'I knew you would come,' said Ippolito, with a glad intonation. 'Who called you? They all hate us here. You should have heard how they cursed me and all of us, in the street. Somebody threw a rotten orange at me, and hit my shoulder, but the carabineers kept them in order after that.'
Orsino said something under his breath, and looked steadily into his brother's eyes. At last he spoke, and asked one question, quietly, coaxingly, as though only half hoping for an answer:
'Did Tebaldo kill him, or did he not?'
Ippolito's eyelids quivered at the suddenness of the question. His soul abhorred a lie, and most of all one to proclaim the innocence of such a man. To answer the truth was to betray the confession and to break his solemn vow before God, as a priest. Silence, perhaps, was equivalent to casting suspicion on the murderer.

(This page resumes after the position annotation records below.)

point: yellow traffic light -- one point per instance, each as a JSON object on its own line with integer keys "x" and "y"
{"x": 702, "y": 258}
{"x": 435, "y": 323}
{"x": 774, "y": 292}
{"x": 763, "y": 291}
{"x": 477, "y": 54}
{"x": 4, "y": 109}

But he kept silent, for he could do nothing else.
CHAPTER XXIX
Ippolito was silent, and he turned away from his brother, half fearing lest even his eyes should assent to the accusation against Tebaldo. He went towards the window, through which the afterglow of the sunset was still faintly visible, and then, as though changing his mind, he came back to the table and sat down, keeping his face from the lamp as much as possible. Orsino took another chair.
'It is not right to accuse anyone of such a crime without evidence,' said Ippolito, slowly.